The Oxford Handbook of Levinas PDF Author: Michael L. Morgan
Publisher: Oxford University Press
ISBN: 0190910690
Category : Philosophy
Languages : en
Pages : 975

Get Book Here

Book Description
Emmanuel Levinas (1906-1995) emerged as an influential philosophical voice in the final decades of the twentieth century, and his reputation has continued to flourish and increase in our own day. His central themes--the primacy of the ethical and the core of ethics as our responsibility to and for others--speak to readers from a host of disciplines and perspectives. However, his writings and thought are challenging and difficult. The Oxford Handbook of Levinas contains essays that aim to clarify and engage Levinas and his writings in a number of ways. Some focus on central themes of his work, others on the ways in which he read and was influenced by figures from Plato, Hobbes, Descartes, and Kant to Blanchot, Husserl, Heidegger, and Derrida. And there are essays on how his thinking has been appropriated in moral and political thought, psychology, film criticism, and more, and on the relation between his thinking and religious themes and traditions. Finally, several essays deal primarily with how readers have criticized him and found him wanting. The volume exposes and explores both the depth of Levinas's philosophical work and the range of applications to which it has been put, with special attention to clarifying why his interests in the human condition, the crisis of civilization, the centrality and character of ethics and morality, and the very meaning of human experience should be of interest to the widest range of readers.

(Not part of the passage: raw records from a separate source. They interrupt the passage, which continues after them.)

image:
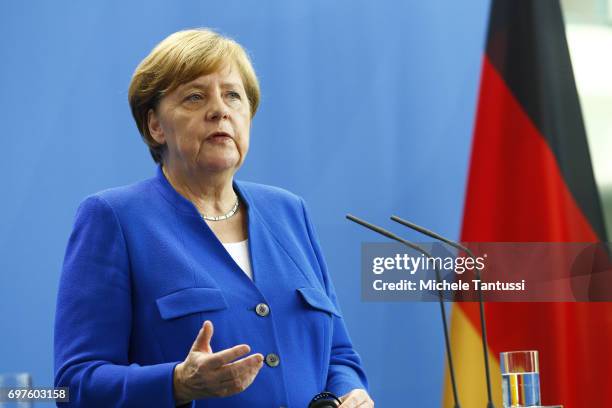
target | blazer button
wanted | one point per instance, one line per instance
(272, 360)
(262, 309)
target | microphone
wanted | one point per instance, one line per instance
(483, 326)
(417, 248)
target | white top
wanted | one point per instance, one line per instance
(240, 252)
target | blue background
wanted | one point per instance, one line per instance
(367, 107)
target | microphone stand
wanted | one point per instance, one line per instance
(417, 248)
(480, 298)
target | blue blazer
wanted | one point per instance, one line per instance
(143, 271)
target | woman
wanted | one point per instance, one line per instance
(151, 267)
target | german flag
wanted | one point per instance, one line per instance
(531, 180)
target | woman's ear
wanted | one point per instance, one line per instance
(155, 128)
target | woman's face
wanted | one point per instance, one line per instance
(204, 123)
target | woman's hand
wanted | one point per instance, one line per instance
(206, 374)
(356, 398)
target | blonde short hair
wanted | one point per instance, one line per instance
(180, 58)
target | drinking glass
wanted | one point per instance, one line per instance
(520, 378)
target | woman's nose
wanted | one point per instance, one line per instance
(217, 109)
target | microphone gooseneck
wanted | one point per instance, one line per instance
(417, 248)
(483, 326)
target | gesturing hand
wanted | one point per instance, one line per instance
(206, 374)
(356, 398)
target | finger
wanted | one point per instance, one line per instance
(245, 367)
(202, 341)
(226, 356)
(353, 401)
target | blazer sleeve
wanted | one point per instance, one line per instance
(345, 370)
(93, 320)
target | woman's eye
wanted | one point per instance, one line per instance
(194, 98)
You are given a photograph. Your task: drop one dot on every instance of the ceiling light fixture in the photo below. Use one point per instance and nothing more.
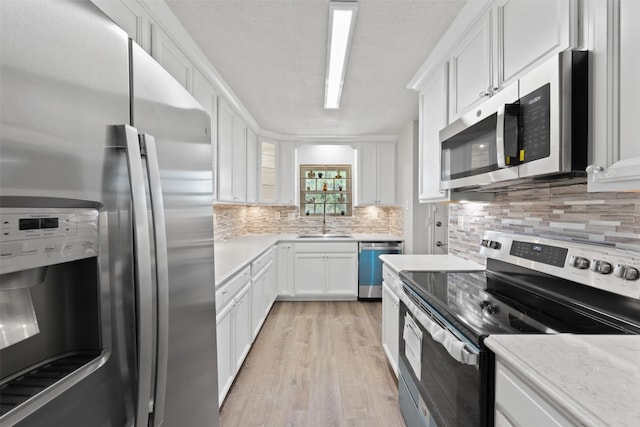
(342, 17)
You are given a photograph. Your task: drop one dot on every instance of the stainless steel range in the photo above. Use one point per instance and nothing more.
(531, 286)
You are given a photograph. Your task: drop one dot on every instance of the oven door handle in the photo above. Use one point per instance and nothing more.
(448, 340)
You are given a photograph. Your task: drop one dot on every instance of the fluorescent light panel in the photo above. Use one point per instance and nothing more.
(342, 16)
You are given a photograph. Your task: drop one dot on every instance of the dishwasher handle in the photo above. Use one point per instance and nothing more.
(380, 246)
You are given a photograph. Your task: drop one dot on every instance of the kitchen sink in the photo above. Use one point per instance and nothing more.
(324, 236)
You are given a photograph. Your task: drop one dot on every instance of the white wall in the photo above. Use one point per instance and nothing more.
(415, 214)
(326, 154)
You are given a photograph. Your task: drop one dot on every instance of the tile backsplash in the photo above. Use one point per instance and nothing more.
(565, 212)
(239, 220)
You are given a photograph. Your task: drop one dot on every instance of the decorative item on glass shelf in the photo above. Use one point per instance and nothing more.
(325, 190)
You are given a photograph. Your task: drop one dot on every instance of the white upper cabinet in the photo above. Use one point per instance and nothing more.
(376, 174)
(531, 31)
(433, 117)
(267, 172)
(232, 156)
(131, 18)
(616, 67)
(286, 173)
(252, 166)
(470, 69)
(171, 57)
(508, 38)
(206, 95)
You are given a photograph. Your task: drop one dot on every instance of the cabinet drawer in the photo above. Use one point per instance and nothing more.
(328, 247)
(230, 288)
(261, 262)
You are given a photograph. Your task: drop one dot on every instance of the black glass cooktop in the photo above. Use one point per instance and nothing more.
(481, 303)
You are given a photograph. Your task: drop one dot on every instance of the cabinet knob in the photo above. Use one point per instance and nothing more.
(594, 169)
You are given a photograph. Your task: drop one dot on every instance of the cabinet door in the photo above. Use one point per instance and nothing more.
(270, 287)
(309, 274)
(267, 182)
(470, 70)
(242, 326)
(386, 176)
(532, 31)
(258, 295)
(616, 67)
(252, 167)
(286, 173)
(239, 163)
(225, 152)
(341, 274)
(226, 365)
(390, 324)
(206, 95)
(433, 117)
(171, 57)
(285, 272)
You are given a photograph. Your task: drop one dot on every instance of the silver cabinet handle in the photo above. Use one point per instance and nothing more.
(129, 141)
(148, 144)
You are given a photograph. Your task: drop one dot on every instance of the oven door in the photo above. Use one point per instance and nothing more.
(446, 384)
(482, 146)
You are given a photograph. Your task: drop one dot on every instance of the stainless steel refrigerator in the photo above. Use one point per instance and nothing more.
(107, 311)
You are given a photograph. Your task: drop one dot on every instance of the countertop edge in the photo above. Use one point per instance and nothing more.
(551, 393)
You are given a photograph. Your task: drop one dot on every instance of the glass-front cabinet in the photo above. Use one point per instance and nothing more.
(325, 187)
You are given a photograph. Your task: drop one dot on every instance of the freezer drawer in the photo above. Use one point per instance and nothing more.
(370, 266)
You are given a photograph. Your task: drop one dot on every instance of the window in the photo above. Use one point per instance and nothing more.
(325, 187)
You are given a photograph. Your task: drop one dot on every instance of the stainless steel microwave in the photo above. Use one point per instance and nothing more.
(535, 128)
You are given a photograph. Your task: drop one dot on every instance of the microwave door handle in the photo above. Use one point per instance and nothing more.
(149, 145)
(500, 149)
(142, 266)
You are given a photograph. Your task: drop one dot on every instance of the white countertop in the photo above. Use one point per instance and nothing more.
(594, 378)
(429, 263)
(232, 255)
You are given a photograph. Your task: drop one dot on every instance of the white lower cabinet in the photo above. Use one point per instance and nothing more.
(233, 323)
(326, 270)
(519, 404)
(390, 324)
(263, 290)
(285, 269)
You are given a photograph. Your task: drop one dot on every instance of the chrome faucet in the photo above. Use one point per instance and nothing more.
(324, 215)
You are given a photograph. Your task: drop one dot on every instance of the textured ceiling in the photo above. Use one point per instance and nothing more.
(272, 55)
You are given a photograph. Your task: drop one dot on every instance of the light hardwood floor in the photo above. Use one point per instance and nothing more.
(316, 364)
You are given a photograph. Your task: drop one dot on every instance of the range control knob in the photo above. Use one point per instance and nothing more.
(488, 308)
(601, 267)
(626, 272)
(579, 262)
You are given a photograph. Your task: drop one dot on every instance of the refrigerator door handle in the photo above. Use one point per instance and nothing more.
(143, 275)
(148, 144)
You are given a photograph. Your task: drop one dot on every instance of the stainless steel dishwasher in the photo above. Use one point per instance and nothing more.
(370, 267)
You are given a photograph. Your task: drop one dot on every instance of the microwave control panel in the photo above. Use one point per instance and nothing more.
(33, 237)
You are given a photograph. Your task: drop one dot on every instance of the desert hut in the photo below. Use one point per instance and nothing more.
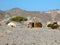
(12, 24)
(53, 25)
(33, 23)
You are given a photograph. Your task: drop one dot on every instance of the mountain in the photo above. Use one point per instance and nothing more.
(43, 16)
(2, 13)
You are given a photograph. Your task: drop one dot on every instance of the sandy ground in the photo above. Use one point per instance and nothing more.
(29, 36)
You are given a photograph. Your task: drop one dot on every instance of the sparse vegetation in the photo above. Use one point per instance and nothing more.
(18, 18)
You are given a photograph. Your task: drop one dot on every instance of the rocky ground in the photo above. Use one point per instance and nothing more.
(29, 36)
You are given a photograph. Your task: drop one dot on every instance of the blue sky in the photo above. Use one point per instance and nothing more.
(30, 5)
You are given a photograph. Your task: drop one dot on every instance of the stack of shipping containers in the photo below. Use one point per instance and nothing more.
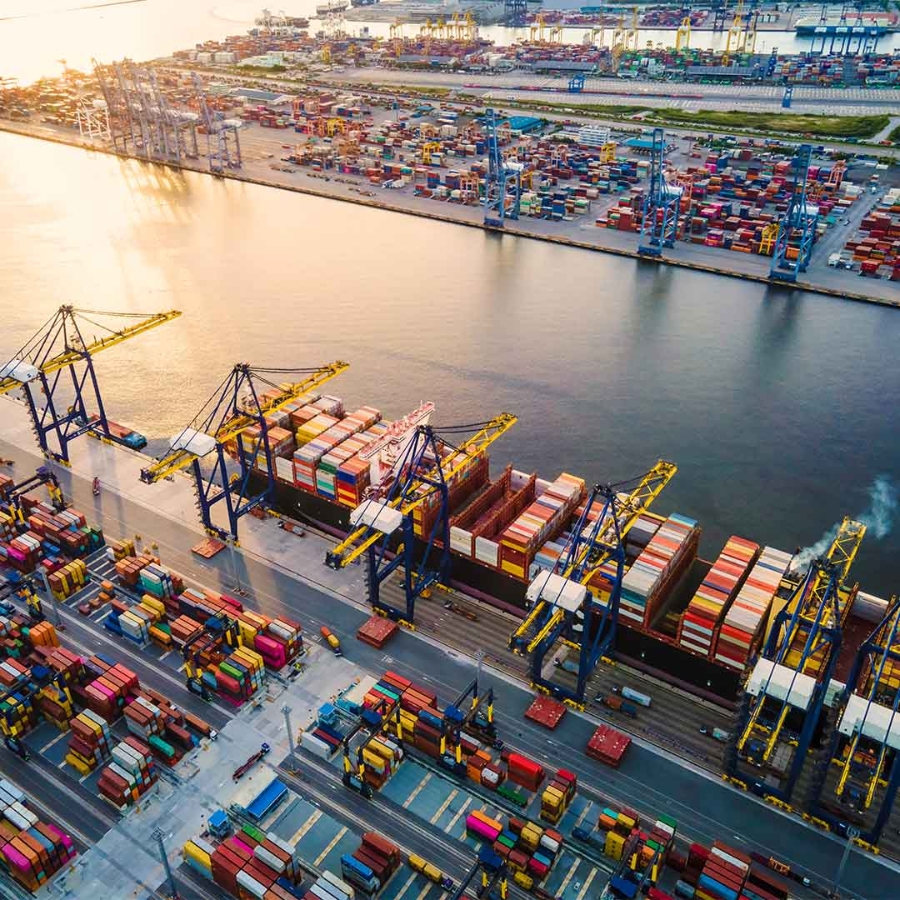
(700, 622)
(659, 566)
(32, 851)
(745, 620)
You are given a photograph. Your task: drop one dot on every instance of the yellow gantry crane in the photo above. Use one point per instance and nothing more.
(536, 31)
(60, 347)
(232, 425)
(866, 739)
(797, 661)
(417, 505)
(568, 604)
(683, 35)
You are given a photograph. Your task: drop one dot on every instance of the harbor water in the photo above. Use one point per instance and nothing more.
(778, 406)
(36, 35)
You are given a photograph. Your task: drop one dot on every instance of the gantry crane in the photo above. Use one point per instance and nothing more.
(10, 501)
(636, 872)
(661, 203)
(503, 181)
(424, 470)
(223, 142)
(493, 875)
(218, 631)
(58, 409)
(576, 83)
(683, 35)
(380, 720)
(861, 764)
(566, 606)
(515, 12)
(633, 35)
(237, 405)
(797, 226)
(477, 720)
(786, 688)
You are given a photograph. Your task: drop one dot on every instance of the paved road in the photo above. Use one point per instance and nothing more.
(85, 816)
(650, 780)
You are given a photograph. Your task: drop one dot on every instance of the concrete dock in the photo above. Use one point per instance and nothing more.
(282, 573)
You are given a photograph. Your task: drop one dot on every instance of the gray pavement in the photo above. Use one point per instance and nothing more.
(650, 779)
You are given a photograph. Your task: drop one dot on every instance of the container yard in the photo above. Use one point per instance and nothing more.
(398, 151)
(403, 762)
(373, 665)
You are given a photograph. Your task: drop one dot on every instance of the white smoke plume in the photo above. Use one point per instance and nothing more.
(878, 518)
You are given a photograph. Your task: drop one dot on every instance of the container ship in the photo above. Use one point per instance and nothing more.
(332, 6)
(694, 621)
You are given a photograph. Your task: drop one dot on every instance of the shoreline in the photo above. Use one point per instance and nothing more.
(808, 287)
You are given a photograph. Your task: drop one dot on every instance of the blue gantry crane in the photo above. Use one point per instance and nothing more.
(661, 202)
(576, 83)
(503, 182)
(241, 402)
(424, 471)
(515, 12)
(55, 370)
(857, 778)
(223, 142)
(477, 720)
(570, 603)
(786, 689)
(797, 226)
(494, 882)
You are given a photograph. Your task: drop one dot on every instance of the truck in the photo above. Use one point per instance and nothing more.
(633, 695)
(617, 704)
(332, 640)
(245, 767)
(431, 872)
(593, 838)
(567, 665)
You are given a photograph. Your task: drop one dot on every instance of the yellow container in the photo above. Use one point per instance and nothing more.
(614, 845)
(77, 763)
(192, 851)
(383, 751)
(374, 760)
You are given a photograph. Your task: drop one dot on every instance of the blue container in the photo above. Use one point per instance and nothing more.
(430, 719)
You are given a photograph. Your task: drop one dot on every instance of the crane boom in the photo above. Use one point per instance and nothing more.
(180, 457)
(627, 512)
(587, 555)
(36, 352)
(367, 536)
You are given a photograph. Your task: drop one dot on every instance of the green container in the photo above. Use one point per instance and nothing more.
(158, 743)
(253, 832)
(236, 674)
(514, 795)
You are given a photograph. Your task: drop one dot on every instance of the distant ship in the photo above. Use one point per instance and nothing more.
(333, 6)
(280, 22)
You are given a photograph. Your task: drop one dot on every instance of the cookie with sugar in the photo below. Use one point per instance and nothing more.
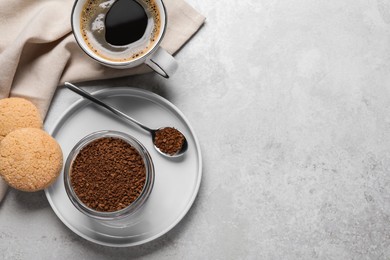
(18, 113)
(30, 159)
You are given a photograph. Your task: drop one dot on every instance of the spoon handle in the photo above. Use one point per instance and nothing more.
(118, 113)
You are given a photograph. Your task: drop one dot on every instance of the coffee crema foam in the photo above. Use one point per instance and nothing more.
(92, 26)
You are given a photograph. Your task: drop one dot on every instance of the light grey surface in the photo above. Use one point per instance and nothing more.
(291, 104)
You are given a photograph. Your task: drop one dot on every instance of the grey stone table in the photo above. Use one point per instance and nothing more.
(290, 101)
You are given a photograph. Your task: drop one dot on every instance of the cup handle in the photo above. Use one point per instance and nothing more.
(162, 63)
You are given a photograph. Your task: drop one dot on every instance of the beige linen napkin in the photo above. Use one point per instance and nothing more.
(38, 51)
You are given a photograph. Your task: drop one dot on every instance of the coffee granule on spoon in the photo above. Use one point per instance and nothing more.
(169, 140)
(108, 174)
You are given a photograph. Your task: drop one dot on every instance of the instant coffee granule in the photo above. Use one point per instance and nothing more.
(169, 140)
(108, 174)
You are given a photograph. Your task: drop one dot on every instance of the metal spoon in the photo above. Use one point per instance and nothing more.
(122, 115)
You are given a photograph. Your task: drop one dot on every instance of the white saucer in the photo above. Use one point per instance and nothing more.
(177, 180)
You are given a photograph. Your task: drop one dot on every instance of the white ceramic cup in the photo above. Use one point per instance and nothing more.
(156, 57)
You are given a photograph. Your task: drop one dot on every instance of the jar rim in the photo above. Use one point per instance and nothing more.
(137, 203)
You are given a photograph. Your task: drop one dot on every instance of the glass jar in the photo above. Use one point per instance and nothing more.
(136, 204)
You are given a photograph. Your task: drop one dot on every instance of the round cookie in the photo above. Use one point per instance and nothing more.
(18, 113)
(30, 159)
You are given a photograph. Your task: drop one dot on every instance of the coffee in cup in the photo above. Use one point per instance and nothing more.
(123, 33)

Conversations with Emmanuel Lévinas, 1983-1994

Conversations with Emmanuel Lévinas, 1983-1994 PDF Author: Michaël de Saint-Cheron
Publisher: Duquesne
ISBN: 9780820704289
Category : Jewish philosophers
Languages : en
Pages : 0

Get Book Here

Book Description
ncluded here as well, following the interviews, are several essays in which Saint Cheron presents his own further considerations of their conversations and Levinas's ideas. He writes of the relation of the epiphany of the face to the idea of holiness; of Sartre and, in particular, that existentialist thinker's "revision" of Jews and Judaism in his final controversial dialogues with Benny Lévy; of the epiphanies of death in André Malraux's writings; and of the radical breach effected in the Western philosophical tradition by Levinas's "otherwise-than-thinking." Finally, Saint Cheron pays homage to Levinas's talmudic readings in an analysis of forgiveness and the unforgivable in Jewish tradition and liturgy, culminating in an inevitable confrontation with the Shoah from the perspective of Simon Wiesenthal's harrowing The Sunflower and some of the contemporary reactions to it."